Gold’s performance in 2025 has been impressive, after having gained over 20% gains in 2023 and 2024. In the first half of 2025, gold has continued its record-setting pace, rising 26% in US dollar terms.
The weaker US dollar, rangebound rates, and a highly uncertain geo-economic environment have led to increased investment demand.
However, over the last two months, the gold price has remained range-bound.
Is the rally in gold over?
World Gold Council (WGC), using its Gold Valuation Framework, analysed what current market expectations imply for gold’s performance in the second half of 2025, as well as the drivers that could push gold higher, or lower.
Gold Mid-Year Outlook 2025 by WGC suggests that if economists and market participants are correct in their macro predictions, gold may move sideways with some possible upside, increasing an additional 0%-5% in the second half.
However, the economy rarely performs according to consensus. Should economic and financial conditions deteriorate, exacerbating stagflationary pressures and geoeconomic tensions, safe haven demand could significantly increase, pushing gold 10%-15% higher from here.
On the flipside, widespread and sustained conflict resolution – something that appears unlikely in the current environment – would see gold give back 12%-17% of this year’s gains.
Factors Impacting Gold Price
According to technical indicators, gold’s recent consolidation phase is a healthy pause in an overall uptrend, easing previous overbought conditions and possibly paving the way for further upside.

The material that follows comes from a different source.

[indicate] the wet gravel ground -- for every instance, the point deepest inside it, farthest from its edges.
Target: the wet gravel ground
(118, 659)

Investor demand would be sustained by declining interest rates and ongoing uncertainty, especially through gold ETFs and over-the-counter trades.

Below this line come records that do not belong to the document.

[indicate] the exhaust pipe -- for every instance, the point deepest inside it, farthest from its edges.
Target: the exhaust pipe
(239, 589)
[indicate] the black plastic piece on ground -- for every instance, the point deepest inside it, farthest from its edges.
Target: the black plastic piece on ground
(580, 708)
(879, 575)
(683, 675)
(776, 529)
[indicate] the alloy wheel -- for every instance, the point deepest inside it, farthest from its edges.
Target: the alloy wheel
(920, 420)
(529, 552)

Central bank demand is anticipated to continue to be strong in 2025, decelerating from its historical highs while remaining significantly higher than the pre-2022 average of 500–600 tonnes.
Bull Case Scenario
Gold’s upward trend could be halted by worsening economic and financial conditions, potentially resulting in a severe stagflationary environment or an outright recession. Lower interest rates and dollar weakness could benefit gold, as concerns about US leadership and policy uncertainty prompt central banks to diversify foreign reserves away from the dollar.
Bear Case Scenario
Sustainable geopolitical and geoeconomic conflict resolution could decrease the need for hedges like gold in investment strategies, encouraging investors to take on more risk. This could make investors shift from gold into other assets such as equities.